What was the point other than acquisition? Where was the satisfaction promised by Benjamin, and that I had felt in the past?

Practical concerns, which I had never felt before began to disturb my sleep. Casanova? What was I thinking? Most of the people I know can’t say with certainty whether the man existed or not. If if they had some idea of the man, they confused him with Mozart’s and Da Ponte’s Don Giovanni. Hollywood did me no favor either, producing joyless romantic comedies that damned the true man to absolute obscurity.

            I continued to collect, organize, and prepare a bibliography with the intention of writing something about the man, and the presence of these books whispers encouragement. But my ambivalence toward this collection and my other books only darkens. On bad days I wonder if every hour lived inside a book pushes me closer to the edge of irrelevance. Each hour spent inside a book is an hour away from streaming movies and episodic television, the media that now tells our stories, shapes our perceptions, and constructs our realities.

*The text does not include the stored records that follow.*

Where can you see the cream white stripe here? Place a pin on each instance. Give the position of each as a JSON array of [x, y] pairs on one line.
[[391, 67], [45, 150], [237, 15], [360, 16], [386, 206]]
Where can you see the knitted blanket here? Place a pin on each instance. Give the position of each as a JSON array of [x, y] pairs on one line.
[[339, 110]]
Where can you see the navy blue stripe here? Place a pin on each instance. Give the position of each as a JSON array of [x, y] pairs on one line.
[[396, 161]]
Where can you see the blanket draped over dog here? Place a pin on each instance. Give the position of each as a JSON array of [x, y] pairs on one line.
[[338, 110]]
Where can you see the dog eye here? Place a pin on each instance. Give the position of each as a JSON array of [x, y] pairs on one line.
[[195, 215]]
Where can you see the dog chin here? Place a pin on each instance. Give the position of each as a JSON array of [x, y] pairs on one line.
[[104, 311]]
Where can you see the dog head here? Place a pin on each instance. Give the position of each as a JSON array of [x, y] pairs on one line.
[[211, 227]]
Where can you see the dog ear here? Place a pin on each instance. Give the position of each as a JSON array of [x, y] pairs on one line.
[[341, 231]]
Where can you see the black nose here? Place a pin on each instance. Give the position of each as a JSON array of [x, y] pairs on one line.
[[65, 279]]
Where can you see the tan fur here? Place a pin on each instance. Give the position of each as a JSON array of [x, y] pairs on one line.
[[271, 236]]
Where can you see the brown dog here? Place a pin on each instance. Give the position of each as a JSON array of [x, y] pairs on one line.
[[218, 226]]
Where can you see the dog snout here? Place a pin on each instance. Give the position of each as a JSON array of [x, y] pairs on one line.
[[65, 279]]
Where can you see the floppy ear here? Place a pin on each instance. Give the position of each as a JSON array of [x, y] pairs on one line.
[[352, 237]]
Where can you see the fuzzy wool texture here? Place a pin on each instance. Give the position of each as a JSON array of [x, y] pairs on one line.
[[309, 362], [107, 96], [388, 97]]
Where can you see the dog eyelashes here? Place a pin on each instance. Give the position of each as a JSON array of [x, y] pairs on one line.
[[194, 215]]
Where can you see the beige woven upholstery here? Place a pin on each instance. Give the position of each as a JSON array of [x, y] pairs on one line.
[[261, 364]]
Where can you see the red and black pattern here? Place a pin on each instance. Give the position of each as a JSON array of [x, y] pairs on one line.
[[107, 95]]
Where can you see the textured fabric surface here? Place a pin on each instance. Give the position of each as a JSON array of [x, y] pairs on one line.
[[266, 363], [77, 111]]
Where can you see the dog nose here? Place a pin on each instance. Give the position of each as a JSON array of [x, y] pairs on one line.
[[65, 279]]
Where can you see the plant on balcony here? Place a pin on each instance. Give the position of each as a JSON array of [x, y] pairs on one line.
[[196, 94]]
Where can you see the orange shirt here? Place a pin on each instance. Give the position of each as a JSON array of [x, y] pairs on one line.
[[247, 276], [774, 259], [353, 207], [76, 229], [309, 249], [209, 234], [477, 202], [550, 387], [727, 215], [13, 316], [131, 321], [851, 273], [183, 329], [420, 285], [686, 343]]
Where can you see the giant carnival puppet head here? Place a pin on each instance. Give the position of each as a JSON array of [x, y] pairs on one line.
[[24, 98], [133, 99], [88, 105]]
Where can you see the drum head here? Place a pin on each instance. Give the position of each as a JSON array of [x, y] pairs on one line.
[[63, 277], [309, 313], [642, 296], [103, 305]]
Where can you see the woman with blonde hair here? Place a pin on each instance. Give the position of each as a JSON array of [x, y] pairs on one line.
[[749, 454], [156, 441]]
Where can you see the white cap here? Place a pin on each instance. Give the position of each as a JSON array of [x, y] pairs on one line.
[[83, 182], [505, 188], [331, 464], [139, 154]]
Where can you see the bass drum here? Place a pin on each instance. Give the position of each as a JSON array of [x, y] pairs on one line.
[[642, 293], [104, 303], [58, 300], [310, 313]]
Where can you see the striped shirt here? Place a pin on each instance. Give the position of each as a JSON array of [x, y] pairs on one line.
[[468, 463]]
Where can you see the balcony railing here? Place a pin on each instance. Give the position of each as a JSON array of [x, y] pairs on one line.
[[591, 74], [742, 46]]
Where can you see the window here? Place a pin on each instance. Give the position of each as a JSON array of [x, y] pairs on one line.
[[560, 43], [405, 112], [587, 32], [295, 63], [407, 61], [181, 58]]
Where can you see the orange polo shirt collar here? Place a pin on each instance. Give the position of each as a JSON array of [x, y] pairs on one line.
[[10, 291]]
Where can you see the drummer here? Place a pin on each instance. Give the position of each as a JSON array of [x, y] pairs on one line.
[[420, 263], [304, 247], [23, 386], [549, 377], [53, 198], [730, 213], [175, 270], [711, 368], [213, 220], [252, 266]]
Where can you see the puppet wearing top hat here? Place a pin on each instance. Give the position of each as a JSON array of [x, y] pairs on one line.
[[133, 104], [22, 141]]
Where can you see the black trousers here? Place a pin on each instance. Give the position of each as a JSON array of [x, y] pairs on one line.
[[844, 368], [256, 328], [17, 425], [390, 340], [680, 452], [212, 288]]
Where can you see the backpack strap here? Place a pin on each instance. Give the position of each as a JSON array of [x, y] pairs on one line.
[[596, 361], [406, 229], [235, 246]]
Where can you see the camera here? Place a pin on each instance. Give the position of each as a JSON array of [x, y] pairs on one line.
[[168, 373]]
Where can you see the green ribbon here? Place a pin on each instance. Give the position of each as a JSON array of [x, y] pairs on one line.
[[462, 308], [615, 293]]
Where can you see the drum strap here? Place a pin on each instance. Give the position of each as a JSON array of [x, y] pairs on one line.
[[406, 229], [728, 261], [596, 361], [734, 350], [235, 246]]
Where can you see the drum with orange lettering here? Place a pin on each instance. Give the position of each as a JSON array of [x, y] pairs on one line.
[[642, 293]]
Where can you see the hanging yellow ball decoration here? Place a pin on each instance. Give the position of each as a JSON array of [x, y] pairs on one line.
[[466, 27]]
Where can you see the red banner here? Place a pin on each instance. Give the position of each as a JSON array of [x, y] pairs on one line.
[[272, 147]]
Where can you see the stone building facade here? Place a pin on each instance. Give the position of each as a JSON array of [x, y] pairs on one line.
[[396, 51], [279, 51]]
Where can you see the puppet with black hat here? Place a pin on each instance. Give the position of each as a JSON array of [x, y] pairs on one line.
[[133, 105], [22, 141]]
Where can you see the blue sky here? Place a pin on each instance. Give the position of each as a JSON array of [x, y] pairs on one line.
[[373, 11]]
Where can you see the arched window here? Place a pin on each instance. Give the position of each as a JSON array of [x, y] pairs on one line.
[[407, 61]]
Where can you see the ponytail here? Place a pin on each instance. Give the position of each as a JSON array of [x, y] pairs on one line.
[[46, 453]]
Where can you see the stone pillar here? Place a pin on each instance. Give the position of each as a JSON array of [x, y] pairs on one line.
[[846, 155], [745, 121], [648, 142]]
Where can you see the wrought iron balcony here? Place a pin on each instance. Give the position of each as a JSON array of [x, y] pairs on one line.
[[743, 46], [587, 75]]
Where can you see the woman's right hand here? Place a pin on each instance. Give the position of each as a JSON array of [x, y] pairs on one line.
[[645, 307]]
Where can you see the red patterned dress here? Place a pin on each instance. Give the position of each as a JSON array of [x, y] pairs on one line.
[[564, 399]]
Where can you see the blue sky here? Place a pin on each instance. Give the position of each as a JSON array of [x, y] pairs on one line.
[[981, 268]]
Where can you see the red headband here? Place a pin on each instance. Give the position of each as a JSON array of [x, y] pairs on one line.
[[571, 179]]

But before I accept this Manichaeism divide as inevitable, I want to return for a moment to Chartier’s equation of power and withdrawal. Withdrawal is not meant as passive acceptance of conditions imposed on one; it is actually an act of resistance. We readers, we book buyers and collectors compose the real resistance. The real resistance to what exactly? In a word, inundation. The inundation of images, the inundation of noise, and the ceaseless manufacture of spectacle. We are resisting the loss of self in the vortex of multimedia experience; the reduction of the self to a unit of consumption.

            There are so many ways to escape from the world—one can live off the grid, seek pharmaceutical transport, or lose one’s self in immersive video gaming.

But only a few means to withdraw. The real purpose of the private library today is not limited to the getting, preservation and dissemination of knowledge—these would be a consequence of time spent among books. The real and good work of a library is to enable one to withdraw. Books are the only form of art that has not been compromised, the only medium that can slow down the accelerated state—quiet its incessant buzz—and, ultimately to overthrow the tyranny of the perpetual now.

Books enable us to disconnect, to unplug, and to step out of the demographic and the psychographic straitjackets that increasingly limit our movements. Books, more than #resistance, say, “No, I do not belong to you. I am not yours to break and bend and use and discard.” There is no better or more tested and proven technology to both close and open one’s eyes than a book.

            Is this too utopian a conclusion?

Allow me to offer an alternative ending: Why then do I and do others persist in flirting with, pursuing and loving books? 

            I suspect for the same reason that, according to John Yeats, we fall in love. We simply do, and any attempt to explain why will sound foolish at best, and insincere at worst.